Coney Is. Resorts v City of New York
2004 NYSlipOp 01131
February 19, 2004
Appellate Division, First Department
Published by New York State Law Reporting Bureau pursuant to Judiciary Law § 431.
As corrected through Wednesday, April 21, 2004


Coney Island Resorts, Inc., Appellant,
v
City of New York, Respondent.

Judgment, Supreme Court, New York County (Michael Stallman, J.), entered January 9, 2003, which, inter alia, upon the prior grant of defendant's motion for summary judgment, dismissed the complaint, unanimously affirmed, without costs. Appeal from order, same court and Justice, entered January 3, 2003, unanimously dismissed, without costs, as subsumed in the appeal from the ensuing judgment.
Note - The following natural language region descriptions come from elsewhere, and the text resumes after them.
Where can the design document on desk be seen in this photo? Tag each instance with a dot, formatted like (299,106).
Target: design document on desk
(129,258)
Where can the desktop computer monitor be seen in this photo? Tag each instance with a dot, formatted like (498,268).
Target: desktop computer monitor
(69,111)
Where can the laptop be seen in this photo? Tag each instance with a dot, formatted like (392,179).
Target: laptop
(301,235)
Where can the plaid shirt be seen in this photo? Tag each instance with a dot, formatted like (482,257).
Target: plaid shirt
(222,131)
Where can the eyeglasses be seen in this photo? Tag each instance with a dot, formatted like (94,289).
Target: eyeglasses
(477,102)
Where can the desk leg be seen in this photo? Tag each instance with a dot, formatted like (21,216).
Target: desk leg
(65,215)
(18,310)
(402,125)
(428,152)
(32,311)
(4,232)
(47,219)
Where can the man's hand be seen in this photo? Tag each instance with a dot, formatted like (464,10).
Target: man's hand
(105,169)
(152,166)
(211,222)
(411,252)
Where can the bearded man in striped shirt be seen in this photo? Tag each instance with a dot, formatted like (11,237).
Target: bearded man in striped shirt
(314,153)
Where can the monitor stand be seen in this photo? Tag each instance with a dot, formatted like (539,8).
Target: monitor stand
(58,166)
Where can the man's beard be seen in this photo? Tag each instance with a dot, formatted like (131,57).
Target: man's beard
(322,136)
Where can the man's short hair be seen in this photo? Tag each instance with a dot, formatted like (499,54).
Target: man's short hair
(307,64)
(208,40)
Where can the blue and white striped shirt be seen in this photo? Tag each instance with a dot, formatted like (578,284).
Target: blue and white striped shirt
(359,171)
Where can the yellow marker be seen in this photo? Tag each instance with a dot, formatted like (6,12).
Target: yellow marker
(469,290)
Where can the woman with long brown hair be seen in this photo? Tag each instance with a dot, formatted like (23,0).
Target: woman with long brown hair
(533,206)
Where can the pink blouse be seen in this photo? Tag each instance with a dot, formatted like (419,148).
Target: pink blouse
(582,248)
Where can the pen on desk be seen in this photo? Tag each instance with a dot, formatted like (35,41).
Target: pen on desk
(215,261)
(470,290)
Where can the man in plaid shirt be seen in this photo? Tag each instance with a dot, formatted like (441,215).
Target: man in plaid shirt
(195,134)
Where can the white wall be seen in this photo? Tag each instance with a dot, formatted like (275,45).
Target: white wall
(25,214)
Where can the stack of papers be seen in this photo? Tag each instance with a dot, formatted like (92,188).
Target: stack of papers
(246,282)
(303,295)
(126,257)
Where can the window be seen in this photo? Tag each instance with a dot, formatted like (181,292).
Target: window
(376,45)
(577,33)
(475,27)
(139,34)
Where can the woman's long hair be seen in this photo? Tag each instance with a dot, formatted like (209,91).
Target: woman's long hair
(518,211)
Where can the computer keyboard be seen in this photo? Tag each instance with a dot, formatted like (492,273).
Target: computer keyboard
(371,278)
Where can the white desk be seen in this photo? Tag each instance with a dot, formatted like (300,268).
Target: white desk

The motion court properly found this action barred by the doctrine of res judicata, since the claims alleged in the proposed amended complaint, including the cause of action for breach of the covenant of good faith, are premised upon transactions identical to those underlying the breach of contract causes dismissed in the prior federal action (see O'Brien v City of Syracuse, 54 NY2d 353, 357 [1981]).

We have reviewed plaintiff's remaining arguments and find them unavailing. Concur—Mazzarelli, J.P., Williams, Friedman and Gonzalez, JJ.